I was wondering if anyone can answer a small question about CUBLAS.
I am using a GTX275 board and have 2 complex matrices of 10241024 x 10241000.
This complex multiplication is taking about 47 miliseconds (using the cublasCgemm() function) on average and I was wondering if there is any way I could speed it up. I need this speed up since I am hoping to have a real time system and hence I should drop this operation bellow 20ms if possible.
I am new to CUDA and just read about constant memory. The first matrix (1024*1024) will not change and hence it can be set by the CPU at start up. If I use texture or constant memory for this, would I see an improvement?
Are the CUBLAS functions open source? is there a link to them somewhere?
Thanks a lot for your help!

I understand the CUBLAS source is open to registered developers. I also understand it is pretty well optimized. Your multiplication target requires a throughput of something like 367 Gflop/s, which I suspect is going to be very difficult to achieve on GT200 based card.

Thanks a lot for your response.

As mentioned, I am pretty new to this, so it would be great if you could clarify how did you obtained the 367Gflop/s. I get about 4.91 Gflop/s by doing (4 Flops per operation * 102410241000)…but I have no idea if this is how you calculate Gflop/s

Thanks! I will take a look at CUBLAS!

Is there a board that will provide this much? I understand that the GTX275 can do up to around 1TFLOP http://en.wikipedia.org/wiki/GeForce_200_Series) but I also understand that using all cores all time is unlikely. How much should I expect from this board? Is there a way to measure this.

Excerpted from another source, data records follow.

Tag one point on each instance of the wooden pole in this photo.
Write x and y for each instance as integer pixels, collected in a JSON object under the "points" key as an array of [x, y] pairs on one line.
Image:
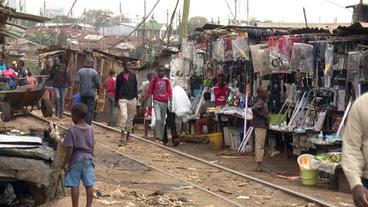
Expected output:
{"points": [[184, 27], [305, 17]]}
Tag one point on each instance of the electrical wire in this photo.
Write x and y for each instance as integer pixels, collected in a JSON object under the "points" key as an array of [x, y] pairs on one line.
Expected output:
{"points": [[143, 21], [71, 8], [228, 6], [336, 4]]}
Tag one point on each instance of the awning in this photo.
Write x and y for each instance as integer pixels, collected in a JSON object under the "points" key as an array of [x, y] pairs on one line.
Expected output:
{"points": [[31, 17]]}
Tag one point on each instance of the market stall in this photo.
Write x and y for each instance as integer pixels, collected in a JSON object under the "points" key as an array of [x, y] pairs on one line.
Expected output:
{"points": [[313, 77]]}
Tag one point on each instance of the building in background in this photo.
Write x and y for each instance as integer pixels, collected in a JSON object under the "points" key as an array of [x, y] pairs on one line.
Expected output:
{"points": [[119, 29], [51, 13], [19, 5]]}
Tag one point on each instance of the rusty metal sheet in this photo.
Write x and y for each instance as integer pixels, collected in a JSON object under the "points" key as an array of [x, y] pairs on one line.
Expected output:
{"points": [[6, 139]]}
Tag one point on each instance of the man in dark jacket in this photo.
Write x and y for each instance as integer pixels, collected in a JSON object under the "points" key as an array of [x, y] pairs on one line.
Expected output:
{"points": [[88, 84], [126, 97], [260, 123], [60, 81]]}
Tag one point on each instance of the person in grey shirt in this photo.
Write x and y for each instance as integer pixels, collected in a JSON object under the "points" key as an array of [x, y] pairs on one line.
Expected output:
{"points": [[88, 82]]}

Sorry if I am asking silly questions, but this is really new to me. Any help will be appreciated!

Thanks,

Your calculation is only an operation count, you need to also consider time - 20 milliseconds in this case. 4.91Gflop in 20 ms = 248Gflop/s. But there should be 6 flops per complex multiply, plus the summation over each vector inner product. I “guesstimated” 7MN^2 total ops, but I am no expert and I don’t know whether it is correct or not. My point was you are expecting almost a factor of 2 performance gain over the cublas implementation, and I very much doubt such a big performance win is still to be had on current hardware…

Thanks for your help! this has helped me understand things a lot better!